I note that (b) can also be used. Eg X was a massive jerk so don't let X's death get added publicity for views about resource allocation that are to be opposed. Whether X really was a jerk or not.

I have sympathy for both (a) and (b). Will Tom's family see things here? Is Tom Lord a public figure? OP seems to think so. Are they indulging in a little (b)? I have no idea. I have minimal interest in Berkeley politics.

What I will note is that I've just spent half an hour reading Tom's old posts from 2012 her on HN and he reads very well. He seems knowledgeable, kind, humane, subtle, intelligent and has very interesting things to say. Agree or not he's worth reading. An ideal HN poster from those I read. From what I have seen I would certainly listen to his views on Berkeley politics if I cared about it in any way.


FYI Tom Lord was indeed an official of the city of Berkeley, having been appointed to certain boards and commissions, from which he eventually had to be removed for violating the Brown Act and making various outbursts.

The reason it makes sense to discuss this aspect of his life is the article isn’t in some neutral news outlet, it is in the mouthpiece of the population-controlling degrowth philosophy that Lord advocated. He sincerely believed that building housing in Berkeley encourages population growth and that not building it could control the population. In this way he was a kind of useful idiot for the real estate investors who control the city.

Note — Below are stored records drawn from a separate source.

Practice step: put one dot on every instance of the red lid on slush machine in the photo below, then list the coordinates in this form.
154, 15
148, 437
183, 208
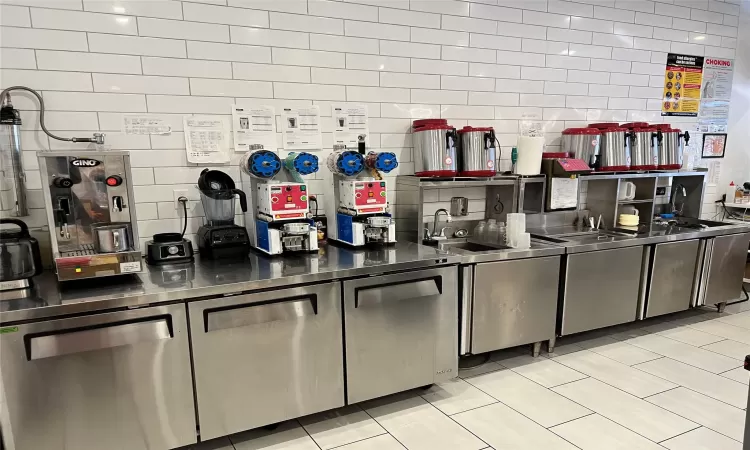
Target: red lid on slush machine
588, 131
635, 125
604, 125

>>He seems knowledgeable, kind, humane, subtle, intelligent and has very interesting things to say.

>In this way he was a kind of useful idiot for the real estate investors who control the city.

This comment doesn't seem like it lives up to the quality of Tom's HN comments. I would object equally if you were described as a "useful idiot" to those who seek to benefit from property development or own land capable of being developed . Noting that I don't care if either or both of you are "wrong", as I don't care at all about Berkeley politics and planning.

If I did I would listen to Tom and his reasoning as I read his HN comments. That is with interest, more so that he has a very different point of view to mine. With that view well thought out and well expressed seemingly motivated by more than pure self-interest.

The same might well be true of yourself but that isn't obvious to me yet.


> Like wait a day or month even.

He did wait. Tom Lord died about a month ago.


By law these meetings have minutes recorded and made available to the public. If you really want to confirm the situation for yourself the messy details are likely missing from this record while the situation in general is reasonably well presented.


Some of the greatest hits are missing specifically because Lord was a repeat violator of the Brown Act, the "sunshine law" of California.


In this scenario I’m making up lies about a person who died last month.